Simple strategies versus optimal schedules in multi-agent patrolling

Suppose that we want to patrol a fence (line segment) using k mobile agents with given speeds v₁,..., v_k so that every point on the fence is visited by an agent at least once in every unit time period. A simple strategy where the ith agent moves back and forth in a segment of length v_i/2 patrols the length (v₁ +· · ·+v_k)/2, but it has been shown recently that this is not always optimal. Thus a natural question is to determine the smallest c such that a fence of length c(v₁ + · · · + v_k)/2 cannot be patrolled. We give an example showing c ≥ 4/3 (and conjecture that this is the best possible). We also consider a variant of this problem where we want to patrol a circle and the agents can move only clockwise.
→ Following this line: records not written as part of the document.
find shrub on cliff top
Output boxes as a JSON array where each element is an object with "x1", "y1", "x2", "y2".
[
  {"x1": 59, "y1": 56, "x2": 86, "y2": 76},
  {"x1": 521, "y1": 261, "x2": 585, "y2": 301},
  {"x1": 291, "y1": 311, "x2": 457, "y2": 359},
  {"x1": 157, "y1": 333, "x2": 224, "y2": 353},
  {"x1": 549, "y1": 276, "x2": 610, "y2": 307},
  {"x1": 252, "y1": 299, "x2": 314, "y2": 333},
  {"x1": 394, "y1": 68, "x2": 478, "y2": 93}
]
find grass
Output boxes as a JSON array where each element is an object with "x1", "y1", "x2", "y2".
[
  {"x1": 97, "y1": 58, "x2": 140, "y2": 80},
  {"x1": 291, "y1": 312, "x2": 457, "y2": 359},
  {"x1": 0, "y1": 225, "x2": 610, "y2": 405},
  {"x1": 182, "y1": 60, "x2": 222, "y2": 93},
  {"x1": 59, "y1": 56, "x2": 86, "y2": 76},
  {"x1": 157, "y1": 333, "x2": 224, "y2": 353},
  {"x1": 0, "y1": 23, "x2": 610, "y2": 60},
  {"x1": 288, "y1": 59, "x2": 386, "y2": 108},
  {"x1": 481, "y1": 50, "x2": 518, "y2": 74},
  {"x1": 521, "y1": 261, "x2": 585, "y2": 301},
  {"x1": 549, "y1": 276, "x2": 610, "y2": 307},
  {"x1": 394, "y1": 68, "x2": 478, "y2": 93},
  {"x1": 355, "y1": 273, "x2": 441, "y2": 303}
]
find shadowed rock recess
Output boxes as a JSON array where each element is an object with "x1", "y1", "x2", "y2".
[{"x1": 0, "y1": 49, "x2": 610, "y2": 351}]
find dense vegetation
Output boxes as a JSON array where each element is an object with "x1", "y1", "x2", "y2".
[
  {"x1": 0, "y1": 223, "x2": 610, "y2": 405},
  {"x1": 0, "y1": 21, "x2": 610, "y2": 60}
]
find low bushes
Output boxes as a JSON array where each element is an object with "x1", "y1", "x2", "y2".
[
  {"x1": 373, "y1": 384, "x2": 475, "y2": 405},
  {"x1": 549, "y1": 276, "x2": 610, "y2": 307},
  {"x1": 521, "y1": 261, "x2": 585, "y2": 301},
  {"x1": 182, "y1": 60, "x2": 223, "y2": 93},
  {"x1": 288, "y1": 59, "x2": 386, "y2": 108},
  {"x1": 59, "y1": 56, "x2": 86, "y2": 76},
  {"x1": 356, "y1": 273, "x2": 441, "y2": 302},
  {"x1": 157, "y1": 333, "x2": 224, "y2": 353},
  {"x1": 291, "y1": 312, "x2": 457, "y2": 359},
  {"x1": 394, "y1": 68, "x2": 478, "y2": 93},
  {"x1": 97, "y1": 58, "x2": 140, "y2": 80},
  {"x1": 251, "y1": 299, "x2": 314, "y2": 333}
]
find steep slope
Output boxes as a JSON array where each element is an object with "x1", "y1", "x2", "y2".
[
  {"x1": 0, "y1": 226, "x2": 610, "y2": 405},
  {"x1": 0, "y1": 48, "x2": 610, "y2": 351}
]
We can patrol a circle of perimeter rv_r by a simple strategy where the r fastest agents move at the same speed, but it has been shown recently that this is not always optimal. We conjecture that this is not even a constant-approximation strategy. To tackle this conjecture, we relate it to what we call constant gap families. Using this relation, we give another example where the simple strategy is not optimal. We propose another variant where we want to patrol a single point under the constraint that for each i = 1,..., k, the time between two consecutive visits of agent i should be a_i or longer. This problem can be reduced to the discretized version where the ai are integers and the goal is to visit the point at every integer time. It is easy to see that this discretized patrolling is impossible if 1/a₁+· · ·+1/a_k < 1, and that there is a simple strategy if 1/a₁+· · ·+1/a_k ≥ 2. Thus we are interested in the smallest c such that patrolling is always possible if 1/a₁ + · · · + 1/a_k ≥ c. We prove that α ≤ c < 1.546, where α = 1.264... (we conjecture that c = α). We also discuss the computational complexity of related problems.